Утро, но пока еще не рассвело. Готовясь выступить, люди Ферта молча суетятся подле сарая. Они наворачивают на себя одеяла: прежде чем встанет солнце, на камнях горной гряды будет холодно. Люди думают не о том, что произойдет с ними, а о том, что случится с их одеялами, которые они возьмут с собой: потеряют ли они их, если придется отступать, или одеяла заскорузнут от крови, пока они будут умирать, или же их подберет какой-нибудь фашист, а потом станет хвастаться ими в городе как своими трофеями. Но какое значение имеют одеяла?

Слышно, как над ними, словно в облаках, проходит вражеская колонна. По пыльной дороге крутятся большие колеса; фары погашены, идут солдаты, уже уставшие, которые спрашивают у старшины, далеко ли до цели. Люди Ферта переговариваются вполголоса, словно немецкая колонна проходит за стеной сарая.

Они гремят ложками в котелках, выскребая вареные каштаны: кто знает, когда им доведется в следующий раз поесть. На этот раз в бой отправляется даже повар. Он раздает поварешкой каштаны и, еще не продрав как следует глаза, бормочет под нос какие-то ругательства. Джилья тоже встала и бесцельно слоняется между готовящимися к бою людьми. Левша то и дело останавливается и посматривает на нее.

— Послушай, Джилья, — говорит он, — тебе не следует оставаться одной в лагере. Никогда не знаешь, как все обернется.

— А куда мне, по-твоему, деться? — спрашивает Джилья.

— Надень юбку и отправляйся в поселок, женщине ничего не сделают. Ферт, скажи ей, чтоб она уходила, что ей нельзя тут оставаться одной.

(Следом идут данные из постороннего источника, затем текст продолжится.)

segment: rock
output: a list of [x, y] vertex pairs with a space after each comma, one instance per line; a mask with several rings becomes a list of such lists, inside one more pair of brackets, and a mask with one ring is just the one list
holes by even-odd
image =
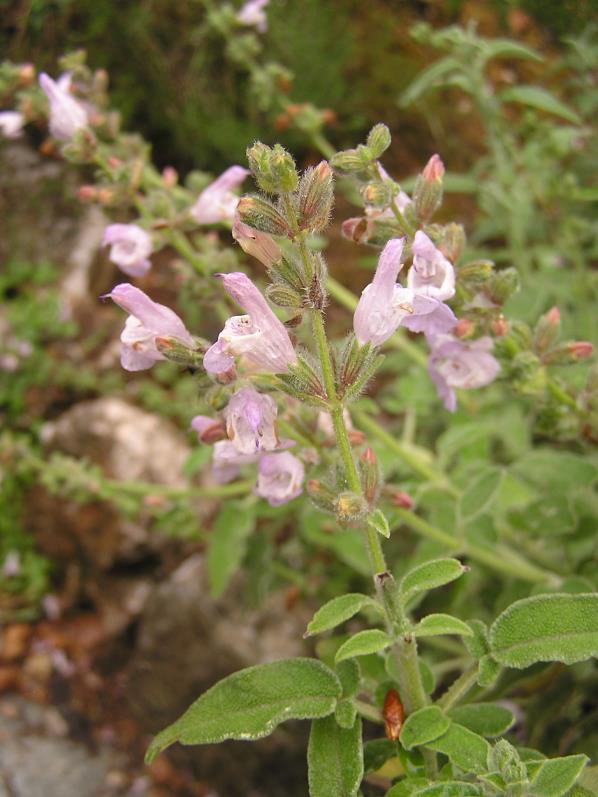
[[[212, 600], [200, 555], [155, 589], [140, 618], [126, 689], [144, 729], [162, 729], [231, 672], [305, 655], [302, 634], [309, 614], [303, 608], [287, 610], [281, 591], [248, 610], [239, 592], [239, 579], [233, 580], [224, 598]], [[191, 761], [198, 777], [227, 797], [304, 795], [307, 732], [307, 723], [290, 723], [259, 742], [175, 745], [172, 755]]]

Ферт не стал есть каштаны; подняв воротник, он безмолвно руководит подготовкой к выступлению. Он не поднимает головы и отвечает не сразу.

— Нет, — говорит он. — Будет лучше, если она останется здесь.

Джилья бросает взгляд на мужа, словно говоря: «Вот видишь?» Партизаны толкают ее.

— Не путайся под ногами! — ворчат они. И она снова отправляется спать.

Пин тоже юлит у ног партизан, как охотничья собака, когда видит, что ее хозяин собирается на охоту. «Бой, — думает он, стараясь взбудоражить себя. — Сегодня бой».

— Так какую же мне взять? — обращается Пин к Джачинто.

Комиссар не обращает на него внимания.

— Ты о чем? — спрашивает он.

— Какую винтовку мне взять? — уточняет Пин.

— Тебе? — удивляется Джачинто. — Ты никуда не пойдешь.

— Нет пойду!

— Убирайся! Сейчас не время таскать с собой ребятишек. Ферт не велел. Проваливай.